Figure S4. Osteophyte-like protrusions are more pronounced in InsigDKO mice compared to Control mice. Representative histological sections showing haematoxylin and eosin staining of the knee joints in 4-month-old mice following surgical induction of osteoarthritis (top panels). A magnified view of the joint space shows areas containing osteophyte-like protrusions at the periphery of the joint (arrows; bottom panels).

Figure S5. Effective statin treatment is shown by increased HMGCR in mouse cartilage. Representative histological sections showing HMGCR immunohistochemistry (brown) in the articular cartilage at 4 months for InsigDKO mice treated with placebo or statin. Scale bar, 50 μm.

Figure S6. Chondrocyte hypertrophy in the articular cartilage is altered by cholesterol accumulation. Representative histological sections showing Col10a1 immunohistochemistry in the articular cartilage of the femur at 4 months of age for each genotype/treatment group shown in Figure 4. Scale bar, 100 μm.

Figure S7. Effective statin treatment is shown by increased HMGCR in human cartilage. Real-time PCR of HMGCR in human osteoarthritic articular cartilage explants treated with statin. Expression in the control group was arbitrarily defined as ‘1′ and data from the statin-treated group given as the mean. Error bar is 95% confidence interval (n = 4; *P < 0.05).
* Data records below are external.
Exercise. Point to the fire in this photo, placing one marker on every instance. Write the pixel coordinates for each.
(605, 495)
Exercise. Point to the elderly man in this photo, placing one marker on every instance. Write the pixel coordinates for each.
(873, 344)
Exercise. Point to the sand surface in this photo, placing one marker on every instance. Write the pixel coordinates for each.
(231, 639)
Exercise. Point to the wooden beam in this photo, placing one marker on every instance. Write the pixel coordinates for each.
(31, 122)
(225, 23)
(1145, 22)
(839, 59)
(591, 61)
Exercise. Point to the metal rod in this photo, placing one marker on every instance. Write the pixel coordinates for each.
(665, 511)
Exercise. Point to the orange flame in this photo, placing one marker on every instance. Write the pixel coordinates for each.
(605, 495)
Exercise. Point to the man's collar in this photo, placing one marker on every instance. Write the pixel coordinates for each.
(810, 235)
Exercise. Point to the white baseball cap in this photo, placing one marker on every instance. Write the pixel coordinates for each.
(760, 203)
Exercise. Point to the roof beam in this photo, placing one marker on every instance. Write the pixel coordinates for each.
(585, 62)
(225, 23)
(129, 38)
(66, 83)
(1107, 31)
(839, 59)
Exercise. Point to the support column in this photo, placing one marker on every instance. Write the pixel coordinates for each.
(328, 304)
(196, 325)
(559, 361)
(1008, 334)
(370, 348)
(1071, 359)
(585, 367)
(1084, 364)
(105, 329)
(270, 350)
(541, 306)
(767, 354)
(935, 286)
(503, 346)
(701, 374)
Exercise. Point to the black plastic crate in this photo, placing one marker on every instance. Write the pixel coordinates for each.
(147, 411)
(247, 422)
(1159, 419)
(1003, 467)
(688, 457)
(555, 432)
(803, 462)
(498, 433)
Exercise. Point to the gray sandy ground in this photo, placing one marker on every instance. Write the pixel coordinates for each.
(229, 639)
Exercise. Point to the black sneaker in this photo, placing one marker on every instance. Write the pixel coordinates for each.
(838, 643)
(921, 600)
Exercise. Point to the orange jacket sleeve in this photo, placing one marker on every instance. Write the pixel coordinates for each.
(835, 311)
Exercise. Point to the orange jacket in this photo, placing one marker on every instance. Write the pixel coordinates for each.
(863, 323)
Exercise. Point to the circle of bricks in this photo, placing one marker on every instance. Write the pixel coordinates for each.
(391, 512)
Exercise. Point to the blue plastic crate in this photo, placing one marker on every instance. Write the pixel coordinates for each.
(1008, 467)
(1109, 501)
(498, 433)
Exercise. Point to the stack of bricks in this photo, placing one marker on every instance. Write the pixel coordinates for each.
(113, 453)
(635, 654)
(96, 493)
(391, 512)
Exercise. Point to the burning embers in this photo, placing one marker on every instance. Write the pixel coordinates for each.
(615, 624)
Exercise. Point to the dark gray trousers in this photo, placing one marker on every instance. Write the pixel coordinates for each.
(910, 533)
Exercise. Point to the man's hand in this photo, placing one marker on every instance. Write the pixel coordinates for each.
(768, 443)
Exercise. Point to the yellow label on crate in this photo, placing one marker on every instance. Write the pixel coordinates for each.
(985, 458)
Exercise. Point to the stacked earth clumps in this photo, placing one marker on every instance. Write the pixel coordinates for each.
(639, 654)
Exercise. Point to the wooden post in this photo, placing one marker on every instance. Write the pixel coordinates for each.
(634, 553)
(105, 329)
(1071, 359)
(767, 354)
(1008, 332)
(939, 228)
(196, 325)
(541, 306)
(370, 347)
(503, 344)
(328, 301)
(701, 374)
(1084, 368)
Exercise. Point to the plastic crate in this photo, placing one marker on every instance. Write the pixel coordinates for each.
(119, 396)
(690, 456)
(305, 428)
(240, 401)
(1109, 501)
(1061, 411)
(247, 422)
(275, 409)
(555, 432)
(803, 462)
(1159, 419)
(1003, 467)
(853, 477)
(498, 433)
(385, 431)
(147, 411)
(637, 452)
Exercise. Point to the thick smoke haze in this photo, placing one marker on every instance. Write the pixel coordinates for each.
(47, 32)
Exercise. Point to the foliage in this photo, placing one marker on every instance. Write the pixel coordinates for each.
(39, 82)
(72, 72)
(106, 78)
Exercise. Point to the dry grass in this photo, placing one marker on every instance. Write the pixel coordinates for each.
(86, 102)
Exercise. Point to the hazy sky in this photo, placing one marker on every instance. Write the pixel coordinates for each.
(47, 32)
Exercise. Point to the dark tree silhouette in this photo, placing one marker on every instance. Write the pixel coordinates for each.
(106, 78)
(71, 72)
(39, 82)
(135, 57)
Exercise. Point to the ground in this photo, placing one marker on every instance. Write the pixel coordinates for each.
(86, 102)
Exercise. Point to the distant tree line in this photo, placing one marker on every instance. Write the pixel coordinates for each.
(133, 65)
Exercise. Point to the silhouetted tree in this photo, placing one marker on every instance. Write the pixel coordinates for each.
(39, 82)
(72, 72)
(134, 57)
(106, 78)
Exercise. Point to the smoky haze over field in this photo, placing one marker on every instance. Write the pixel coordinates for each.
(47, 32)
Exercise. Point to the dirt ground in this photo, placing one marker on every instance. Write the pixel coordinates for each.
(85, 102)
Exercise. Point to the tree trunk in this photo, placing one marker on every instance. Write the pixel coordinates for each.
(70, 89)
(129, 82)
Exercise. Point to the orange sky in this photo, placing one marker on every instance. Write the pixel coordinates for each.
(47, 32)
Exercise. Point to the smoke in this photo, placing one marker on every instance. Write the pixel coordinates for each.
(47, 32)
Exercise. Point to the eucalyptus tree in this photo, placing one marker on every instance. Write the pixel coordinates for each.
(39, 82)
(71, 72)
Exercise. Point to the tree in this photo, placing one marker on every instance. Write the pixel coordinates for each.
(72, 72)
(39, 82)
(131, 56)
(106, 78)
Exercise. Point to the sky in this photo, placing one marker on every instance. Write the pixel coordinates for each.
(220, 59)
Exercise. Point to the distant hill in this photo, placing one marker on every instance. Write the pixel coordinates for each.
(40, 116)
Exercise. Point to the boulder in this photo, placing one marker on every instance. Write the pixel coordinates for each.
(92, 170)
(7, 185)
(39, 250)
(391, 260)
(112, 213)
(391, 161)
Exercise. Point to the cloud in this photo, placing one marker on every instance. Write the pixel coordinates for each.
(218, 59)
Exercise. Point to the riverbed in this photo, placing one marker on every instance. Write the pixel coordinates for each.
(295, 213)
Figure S8. Deletion of the SRE binding site in the ADAMTS5 promoter diminishes reporter activity. Luciferase activity from a negative control vector (Negative), the ADAMTS5 promoter construct (ADAMTS5), and the ADAMTS5 promoter construct with deleted SRE site (ADAMTS5-SRE), following transfection into ATDC5 cells. Measured in triplicate and reported as relative light units (RLU). Error bars are SEM.

Table S1. Summary of Ingenuity® Pathway Analysis. The gene list resulting from microarray analysis was subjected to Ingenuity® Pathway Analysis. The settings were adjusted to consider all molecules and/or relationships, direct and indirect, according to the Ingenuity® Knowledge Base reference set. This unsupervised analysis identified Cholesterol Biosynthesis to be the most significantly dysregulated pathway.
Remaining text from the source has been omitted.